On Wednesday, French retail giant Géant Hypermarket International expanded its footprint in Libya with the opening of its second branch in Benghazi, reinforcing the country’s growing potential in the retail sector.
The new hypermarket, located on Airport Road, was inaugurated in a ceremony attended by Sager Bujwari, the Acting Head of Benghazi Municipality.
Géant first entered the Libyan market in January 2023, launching its 114th global store and first branch in Benghazi. The expansion marks a significant step in the company’s strategy to tap into Libya’s evolving consumer landscape. Despite these developments, no Géant branches have yet been established in Tripoli or western Libya, leaving its presence concentrated in the east.
Libya, a country with the largest proven oil reserves in Africa, has long been a key economic player in the region. However, its retail sector has faced significant challenges due to years of political instability, economic mismanagement, and fluctuating security conditions following the 2011 uprising that led to the fall of Muammar Gaddafi.
Despite these difficulties, consumer demand in Libya remains strong, particularly in urban centers like Benghazi and Tripoli, where purchasing power is relatively higher. The country has traditionally relied on imports for most consumer goods, with Tunisia, Turkey, Egypt, and the UAE being major trade partners. However, with economic recovery efforts underway, Libya is witnessing a gradual transformation of its retail landscape, with international brands increasingly exploring opportunities in the market.
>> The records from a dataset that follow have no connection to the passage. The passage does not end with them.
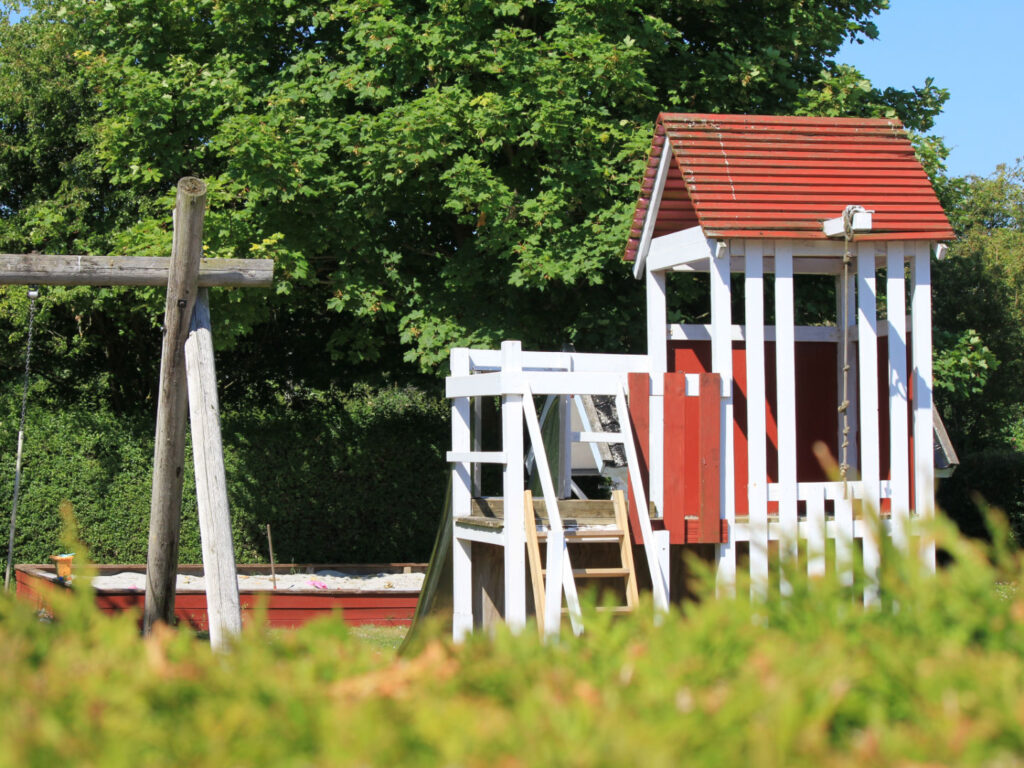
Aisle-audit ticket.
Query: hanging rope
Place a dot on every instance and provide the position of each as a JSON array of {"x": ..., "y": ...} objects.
[
  {"x": 33, "y": 295},
  {"x": 844, "y": 407}
]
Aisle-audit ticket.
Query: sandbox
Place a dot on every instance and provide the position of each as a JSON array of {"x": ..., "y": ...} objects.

The opening of a second Géant store in Benghazi signals renewed confidence in Libya’s commercial potential. International brands, particularly in retail and consumer goods, have been cautiously observing Libya’s market, assessing its stability before making long-term investments. Géant’s decision to expand within just one year of launching its first store in Libya suggests strong consumer demand and positive market conditions in the east.
Despite its potential, Libya’s retail sector still faces hurdles. The country is split between rival governments, with the Government of National Unity (GNU) in Tripoli controlling the west and the eastern-based authorities aligned with Benghazi managing the east. This division has impacted business operations, trade routes, and investment decisions.
Géant’s continued presence in Libya suggests that eastern Libya is emerging as a commercial hub, attracting foreign brands despite uncertainties in the broader political environment. However, the lack of expansion into Tripoli or western Libya indicates persistent challenges in ensuring a stable business environment across the country.